Mike Peterson's stepdaughter wants her $25M wrongful death judgment
Posted October 20, 2017 10:33 a.m. EDT
Updated August 30, 2018 1:09 p.m. EDT
Durham, N.C. — Eight months after Mike Peterson pleaded guilty to killing his wife in 2001, his stepdaughter wants to remind him he still must pay for the crime.
Caitlin Atwater Clark filed a motion Thursday to reinstate the $25 million wrongful death judgment Peterson agreed to pay a decade ago for the death of Clark's mother, Kathleen Peterson.
Kathleen Peterson was found in a pool of blood at the bottom of a staircase in the couple's Durham mansion on Dec. 9, 2001.
Although Mike Peterson has maintained that his wife died after falling down the stairs, he was found guilty following a three-month trial in 2003 of beating her to death and was sentenced to life in prison without parole. After more than eight years in prison, he was granted a new trial in December 2011 when Superior Court Judge Orlando Hudson ruled that a key prosecution witness had lied on the stand during the trial.
That trial never came to pass, however, as the 73-year-old novelist and one-time Durham mayoral candidate entered an Alford plea on Feb. 24 to a charge of voluntary manslaughter. Under an Alford plea, a defendant can maintain his or her innocence while acknowledging prosecutors have enough evidence for a conviction.
Hudson sentenced Peterson to 64 to 86 months in prison and gave him credit for the 89 months he had already spent behind bars, allowing him to walk out of the courthouse a free man.
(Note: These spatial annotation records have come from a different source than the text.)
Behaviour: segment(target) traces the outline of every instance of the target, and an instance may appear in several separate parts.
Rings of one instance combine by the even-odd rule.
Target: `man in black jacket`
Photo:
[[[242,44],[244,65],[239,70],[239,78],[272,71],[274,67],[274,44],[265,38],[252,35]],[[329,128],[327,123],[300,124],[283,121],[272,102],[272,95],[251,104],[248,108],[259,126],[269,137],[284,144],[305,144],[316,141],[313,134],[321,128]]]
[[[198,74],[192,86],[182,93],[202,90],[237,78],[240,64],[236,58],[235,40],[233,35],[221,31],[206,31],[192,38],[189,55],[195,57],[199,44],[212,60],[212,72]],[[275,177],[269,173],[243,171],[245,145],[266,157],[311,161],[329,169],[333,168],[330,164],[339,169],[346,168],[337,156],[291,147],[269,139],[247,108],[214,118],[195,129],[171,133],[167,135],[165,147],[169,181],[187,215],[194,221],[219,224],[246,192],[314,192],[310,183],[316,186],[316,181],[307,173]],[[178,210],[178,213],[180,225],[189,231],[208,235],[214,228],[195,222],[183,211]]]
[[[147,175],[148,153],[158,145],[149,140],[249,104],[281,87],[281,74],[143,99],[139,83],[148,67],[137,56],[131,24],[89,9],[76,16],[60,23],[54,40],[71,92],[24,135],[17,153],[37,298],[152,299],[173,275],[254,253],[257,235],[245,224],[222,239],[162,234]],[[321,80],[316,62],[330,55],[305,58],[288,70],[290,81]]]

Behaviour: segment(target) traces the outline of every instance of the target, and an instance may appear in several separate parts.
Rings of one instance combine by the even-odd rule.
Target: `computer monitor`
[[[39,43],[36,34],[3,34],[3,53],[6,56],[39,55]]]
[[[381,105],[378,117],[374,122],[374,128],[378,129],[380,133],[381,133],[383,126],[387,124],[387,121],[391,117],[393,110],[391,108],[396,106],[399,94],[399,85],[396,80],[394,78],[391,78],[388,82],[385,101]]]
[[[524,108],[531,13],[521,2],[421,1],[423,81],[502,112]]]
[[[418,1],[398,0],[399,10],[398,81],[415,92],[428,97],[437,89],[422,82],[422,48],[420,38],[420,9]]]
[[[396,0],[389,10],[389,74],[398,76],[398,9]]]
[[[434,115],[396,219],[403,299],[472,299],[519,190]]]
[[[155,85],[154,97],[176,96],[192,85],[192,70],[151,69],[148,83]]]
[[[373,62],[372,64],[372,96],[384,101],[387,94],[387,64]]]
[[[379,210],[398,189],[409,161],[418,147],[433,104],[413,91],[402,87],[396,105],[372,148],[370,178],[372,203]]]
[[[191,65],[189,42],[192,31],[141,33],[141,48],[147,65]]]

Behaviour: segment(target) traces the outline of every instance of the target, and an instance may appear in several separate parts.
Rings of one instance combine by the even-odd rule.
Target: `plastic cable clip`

Clark originally filed her wrongful death lawsuit in October 2002, and she and Peterson reached the $25 million settlement more than four years later. By that time, an incarcerated Peters had filed for bankruptcy.
"Mr. Peterson doesn't have money," his attorney, Kerry Sutton, said when the settlement was reached. "He specifically told me that he hopes this gives Caitlin some peace to close this legal chapter of her life."
As part of the settlement, Clark agreed to stay the judgment until Peterson's criminal appeals were exhausted, but she would be allowed to reinstate it if he were ever exonerated.
According to Clark's motion, filed by attorney Jay Trehy, Peterson hasn't yet paid a penny of the judgment, the $1,486 in Clark's legal fees he's supposed to cover or any of the interest that keeps piling up on the judgment – it's now estimated at another $30 million.
She filed a second motion Thursday to gain custody of all of the evidence from the 2003 murder trial, saying that she would need it in a civil trial if Peterson were to challenge the decade-old settlement.
Peterson's longtime defense attorney, David Rudolf, has already filed a motion to get feather fragments collected after Kathleen Peterson's death so that they could be examined by an expert at the Smithsonian Institution in Washington, D.C.
The so-called "owl theory" has long been put forward as an alternative hypothesis to Kathleen Peterson's death by those who believe her husband didn't kill her.
Several "raptor experts" have suggested the wounds were the result of an owl attack. Kathleen Peterson was putting Christmas decorations on her lawn the night she died, and an owl could have mistaken the decorations for prey and gone after her because she was near them, according to Rudolf's motion.